Amanhecer em casa
Magaly Andriotti Fernandes
Depois de passar setenta dias na
Itália, indo de cidade em cidade, chegar, sentar a poeira é um pouco difícil.
Passei um ano programando meu retorno para estudar italiano, a língua e a
cultura. Decidir quais cursos, quais cidades diante de um pais com belezas tão
singulares.
Os primeiros trintas dias minha
base foi em Casalbordino, no Curso Scuola Nova Arcadia. Morei com uma
brasileira de São Paulo, e uma argentina
de Mar del. Prata, na via Fontana número 5. Uma cidade pequena, com mais ou
menos 4 mil habitantes. Cidade medieval, onde a agricultura, a fabricação de
vinho e óleo de oliva é prioridade.
O sol esteve comigo quase todos
os dias do percurso. Aqui na região de Abruzzo viajamos por Vasto, Pescara,
Chieti, Ortona, Agneno entre outras. Castelos, agro turismo, até fazer pasta na
chitarra um instrumento do medievo eu fiz. O sino da igreja toca a cada quinze
minutos. Sempre que nasce alguém ele toca, sempre que morre alguém ele toca. Em
abril tocou quinze vezes por morte. Uma cidade de anciãos. Na missa conversei
com uma senhora de 103 anos que mora sozinha, ativa e com projetos.
Casalbordino
é uma cidade acolhedora, com alimentos saudáveis a bom preço, uma dieta
mediterrânea. Peixe fresco comprado de uma pescadora de 72 anos. Uma mulher
feliz com sua relação com o mar.
O canto
lírico, a história da língua italiana, Dante Alighieri e outros, a cada igreja
muitos afrescos.
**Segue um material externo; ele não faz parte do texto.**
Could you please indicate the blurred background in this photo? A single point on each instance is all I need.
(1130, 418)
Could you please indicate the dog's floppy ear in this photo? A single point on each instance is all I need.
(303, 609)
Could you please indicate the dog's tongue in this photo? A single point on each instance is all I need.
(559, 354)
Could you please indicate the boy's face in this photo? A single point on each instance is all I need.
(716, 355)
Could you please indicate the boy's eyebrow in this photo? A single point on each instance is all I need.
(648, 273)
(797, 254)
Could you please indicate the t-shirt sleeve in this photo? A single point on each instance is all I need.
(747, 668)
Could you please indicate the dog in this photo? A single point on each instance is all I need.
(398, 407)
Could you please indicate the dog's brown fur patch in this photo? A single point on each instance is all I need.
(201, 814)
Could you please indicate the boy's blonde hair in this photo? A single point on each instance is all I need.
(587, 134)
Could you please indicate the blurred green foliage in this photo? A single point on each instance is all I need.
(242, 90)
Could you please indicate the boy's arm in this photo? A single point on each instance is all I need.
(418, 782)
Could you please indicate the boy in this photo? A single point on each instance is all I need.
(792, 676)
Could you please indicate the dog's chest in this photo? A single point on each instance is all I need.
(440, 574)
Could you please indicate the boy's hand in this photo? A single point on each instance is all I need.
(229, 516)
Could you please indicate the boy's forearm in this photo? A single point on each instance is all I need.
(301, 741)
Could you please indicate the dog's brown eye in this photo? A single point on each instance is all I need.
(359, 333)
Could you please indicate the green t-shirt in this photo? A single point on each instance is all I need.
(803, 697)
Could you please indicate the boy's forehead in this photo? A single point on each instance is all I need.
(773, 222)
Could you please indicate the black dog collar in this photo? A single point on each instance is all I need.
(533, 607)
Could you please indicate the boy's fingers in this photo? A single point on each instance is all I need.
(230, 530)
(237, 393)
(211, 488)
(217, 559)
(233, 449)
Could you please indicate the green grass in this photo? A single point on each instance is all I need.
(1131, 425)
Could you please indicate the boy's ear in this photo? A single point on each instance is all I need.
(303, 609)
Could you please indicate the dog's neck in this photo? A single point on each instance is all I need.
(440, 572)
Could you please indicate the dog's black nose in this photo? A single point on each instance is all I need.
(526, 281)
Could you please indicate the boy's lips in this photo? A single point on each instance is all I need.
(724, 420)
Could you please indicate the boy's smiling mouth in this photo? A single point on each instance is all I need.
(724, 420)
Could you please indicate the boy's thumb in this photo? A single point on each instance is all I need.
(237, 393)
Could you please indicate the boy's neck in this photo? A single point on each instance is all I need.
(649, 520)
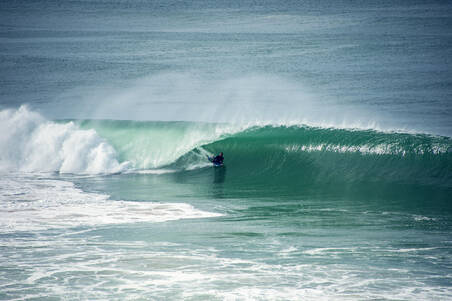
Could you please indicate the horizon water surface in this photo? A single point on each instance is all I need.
(334, 118)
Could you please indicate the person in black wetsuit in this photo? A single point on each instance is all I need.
(218, 159)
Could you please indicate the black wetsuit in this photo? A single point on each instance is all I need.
(218, 159)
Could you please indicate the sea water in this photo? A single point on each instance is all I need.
(334, 118)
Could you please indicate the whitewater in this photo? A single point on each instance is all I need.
(334, 119)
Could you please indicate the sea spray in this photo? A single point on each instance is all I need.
(29, 142)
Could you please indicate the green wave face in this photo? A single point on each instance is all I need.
(280, 155)
(297, 154)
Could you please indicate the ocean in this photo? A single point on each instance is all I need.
(334, 117)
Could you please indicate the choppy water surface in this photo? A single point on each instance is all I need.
(335, 123)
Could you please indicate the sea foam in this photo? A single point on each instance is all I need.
(29, 142)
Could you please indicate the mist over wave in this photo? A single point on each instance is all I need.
(285, 153)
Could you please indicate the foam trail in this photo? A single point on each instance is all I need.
(31, 143)
(30, 204)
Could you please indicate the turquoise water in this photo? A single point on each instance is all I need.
(334, 118)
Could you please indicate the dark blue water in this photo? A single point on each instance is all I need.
(335, 120)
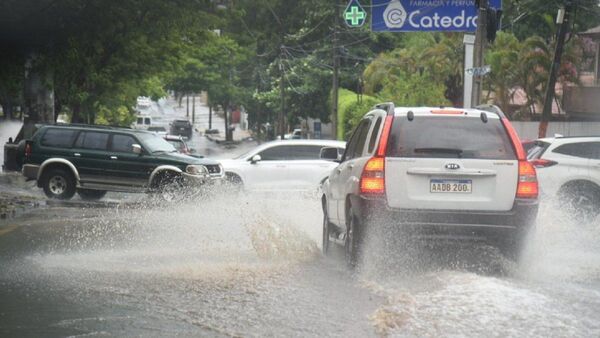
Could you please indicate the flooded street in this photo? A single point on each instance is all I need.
(251, 266)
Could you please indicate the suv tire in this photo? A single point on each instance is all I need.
(353, 240)
(91, 195)
(59, 184)
(326, 232)
(169, 187)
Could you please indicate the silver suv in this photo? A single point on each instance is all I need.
(445, 173)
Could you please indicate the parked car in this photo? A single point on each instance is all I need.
(142, 122)
(569, 168)
(159, 130)
(288, 165)
(181, 127)
(435, 173)
(178, 143)
(92, 160)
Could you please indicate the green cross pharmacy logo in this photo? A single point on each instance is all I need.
(355, 15)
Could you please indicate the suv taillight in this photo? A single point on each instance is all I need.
(372, 179)
(28, 149)
(528, 185)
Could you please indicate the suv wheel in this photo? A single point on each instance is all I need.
(353, 240)
(91, 195)
(59, 184)
(326, 231)
(582, 201)
(169, 187)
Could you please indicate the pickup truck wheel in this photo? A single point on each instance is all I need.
(91, 195)
(326, 231)
(353, 241)
(58, 184)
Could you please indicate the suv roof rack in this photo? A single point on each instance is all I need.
(387, 106)
(491, 108)
(96, 126)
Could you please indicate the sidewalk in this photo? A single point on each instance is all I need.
(17, 197)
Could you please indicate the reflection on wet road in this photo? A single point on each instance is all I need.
(251, 266)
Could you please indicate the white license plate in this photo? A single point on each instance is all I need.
(451, 186)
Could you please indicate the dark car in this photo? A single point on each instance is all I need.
(436, 173)
(181, 127)
(92, 160)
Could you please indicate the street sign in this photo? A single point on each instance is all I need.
(426, 15)
(354, 14)
(479, 71)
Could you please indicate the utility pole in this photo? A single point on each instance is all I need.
(187, 105)
(480, 42)
(336, 70)
(193, 109)
(562, 20)
(281, 93)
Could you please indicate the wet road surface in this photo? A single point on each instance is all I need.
(251, 266)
Em minhas fotos estou sempre sorrindo...sim eu me sentia
literalmente viajando, uma viagem espacial, transcendental, imersa na cultura
Escolhi
a Itália pois meus bisavós maternos de lá vieram, da região de Veneto, que
deixei para visitar numa próxima ida. Fui a Veneza pela segunda vez e o choro
compulsivo uma presença obrigatória. A praça de San Marcos para mim é um lugar
sagrado.
Estive
em Alberobello e em Polignano ao Mare. O primeiro terra dos trullis, casa
pequenas feitas de pedra sem cimento, pura magia. Onde se come uma das melhores
sobremesas: “teta de la mama”. E a
segunda, mar e rochas, um contraste sem palavras. Nela tem a estátua do
escritor da musica Volare, tão conhecida por nós brasileiros. Êxtase, era assim
que me senti nesses lugares. A estrada toda florida pela plantação de damasco e
cerejas.
Outros
trinta dias em San Severino Marche, minha escola do coração, a cada ano estão
melhores, professores apaixonados pelo que fazem, estudiosos, te fazem aprender
de forma amorosa e lucida. Da região de Marche revi, a Gruta de Franzassi, a
florida Spello, Spoleto, Assis (onde se sente ali a presença de Santa Clara e
São Francisco de Assis), Gubio e a história de Francisco e o lobo. Macerata e o
Sferisferio, onde pensei que nessa volta conseguiria ouvir uma opera, mas
cheguei muito antes da temporada. Firenze a bela cidade da arte renascentista,
dessa vez consegui entrar no Domu, ir na Academia de arte, ver original do
Davi.
O
terremoto no início do ano com epicentro no monte Sibili, não permitiu o
retorno a Norcia, e Caltelmucio, mas ensinou a força desse povo.
As duas
últimas semanas passei em Roma, vi o Papa duas vezes, ouvi uma missa toda em
latim com cantos gregorianos, vi a Pieta. Na Capela Cistina, literalmente voei,
lindo demais, Michelangelo foi um gênio, a tridimensionalidade de sua obra, nos
insere e nos transporta. Cada rua tem um pouco da história, o perfume dos
jasmim poeta, o vento do deserto, me fez
sentir que tinha 12 anos, e ouvir minha professora do ginásio contanto o
percursos dos romanos na conquista pelo mundo. O Coliseu e seus corredores, as
cenas de leões devorando pessoas, para mim elas estavam ali postas, vivas
ainda.
As
fontes, a Fontana de Trevi, essa que me embriaga, que me dá vontade de jogar-me
e sair nadando, ou de ficar ali simplesmente boiando naquelas aguas límpidas.
Muitos turistas já o fizeram, multa de 400 euros. Sonhar de ir a Fontana e não ter ninguém
pelas ruas, pois Roma é uma cidade onde milhares de pessoas por lá passam,
nunca se esta sozinho, sempre se disputa um lugarzinho ao sol. Ruas com
músicas, clássica, popular, com apresentações teatrais.
Por
setenta dias, todas as manhas eu estava em sala de aula. Chegar, retomar a
rotina, refazer projetos, inserir-se.